A iniciativa representa um avanço relevante na avaliação de tecnologias de tração de baixo carbono aplicáveis a operações ferroviárias de cargas no Brasil. Projetada e construída no país, a locomotiva foi avaliada na malha da MRS como parte das etapas finais antes de sua entrega a ferrovias australianas. As demonstrações permitiram à MRS coletar dados reais sobre o consumo energético, operação em longas rampas, regeneração e esforço de tração, informações que apoiam estudos internos sobre alternativas sustentáveis para o modelo operacional futuro.
“A realização dessa operação representa um avanço importante na nossa jornada de descarbonização. Além de apoiar o desenvolvimento de uma tecnologia inovadora, conseguimos validar, em condições reais de operação, premissas já estudadas pela companhia, como o mapeamento energético da nossa malha”, revela Luís Deltregia, Consultor de Manutenção Ferroviária da MRS Logística.
A parceria entre MRS e Progress Rail envolveu meses de planejamento conjunto, com definição de cronograma, escopo, seguros e aspectos regulatórios. Durante a fase de campo, equipes das duas empresas atuaram de forma integrada, acompanhando a operação e realizando ajustes técnicos ao longo do processo.
A locomotiva foi submetida a diferentes composições de trens, permitindo avaliar seu desempenho em condições reais de carga. Os resultados reforçam que locomotivas a bateria podem desempenhar papel relevante em operações ferroviárias de carga pesada, desde que acompanhadas de ajustes de modelo operacional e de infraestrutura de recarga.

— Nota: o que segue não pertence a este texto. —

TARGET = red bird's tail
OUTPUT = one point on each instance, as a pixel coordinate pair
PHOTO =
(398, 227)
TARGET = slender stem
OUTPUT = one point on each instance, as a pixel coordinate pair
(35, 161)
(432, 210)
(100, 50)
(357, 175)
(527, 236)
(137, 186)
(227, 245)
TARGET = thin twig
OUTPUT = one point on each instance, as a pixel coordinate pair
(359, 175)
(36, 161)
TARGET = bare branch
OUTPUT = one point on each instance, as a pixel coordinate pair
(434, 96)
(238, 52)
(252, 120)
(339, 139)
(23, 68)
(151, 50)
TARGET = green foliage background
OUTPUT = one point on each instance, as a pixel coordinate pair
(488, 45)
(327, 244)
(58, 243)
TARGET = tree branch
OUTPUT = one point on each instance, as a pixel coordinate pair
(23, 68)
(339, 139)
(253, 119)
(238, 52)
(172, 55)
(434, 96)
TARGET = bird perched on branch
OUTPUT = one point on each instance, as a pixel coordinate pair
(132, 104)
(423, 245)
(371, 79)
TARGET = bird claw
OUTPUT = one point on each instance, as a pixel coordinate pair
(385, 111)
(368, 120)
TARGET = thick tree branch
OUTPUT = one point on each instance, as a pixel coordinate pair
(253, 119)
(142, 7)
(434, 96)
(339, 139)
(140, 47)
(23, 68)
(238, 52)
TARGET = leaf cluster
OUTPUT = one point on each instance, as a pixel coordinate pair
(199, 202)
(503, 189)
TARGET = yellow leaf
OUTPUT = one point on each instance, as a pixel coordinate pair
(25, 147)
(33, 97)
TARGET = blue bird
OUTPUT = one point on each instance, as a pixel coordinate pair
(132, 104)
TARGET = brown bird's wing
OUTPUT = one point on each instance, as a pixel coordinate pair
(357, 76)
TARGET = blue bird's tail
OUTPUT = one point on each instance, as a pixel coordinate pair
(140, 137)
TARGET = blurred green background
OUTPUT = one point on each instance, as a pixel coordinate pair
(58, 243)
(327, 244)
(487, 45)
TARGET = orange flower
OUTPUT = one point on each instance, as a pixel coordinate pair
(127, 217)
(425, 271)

“Os aprendizados obtidos neste projeto são fundamentais para orientar nossos próximos passos, tanto do ponto de vista técnico quanto econômico, na avaliação de soluções de menor emissão para o transporte ferroviário”, completa Deltregia.
A experiência agora servirá de base para a MRS aprimorar simulações de consumo e regeneração, analisar viabilidade econômica e cenários de aplicação futura., estudar posicionamento e requisitos de estações de recarga e análises sobre eventuais adaptações de infraestrutura para futuras aplicações da tecnologia com foco especial na descarbonização.
Essa iniciativa está diretamente conectada ao nosso compromisso público de reduzir em 15% a intensidade de emissões até 2035, fortalecendo a trajetória de ganhos reais de eficiência energética no transporte ferroviário de cargas.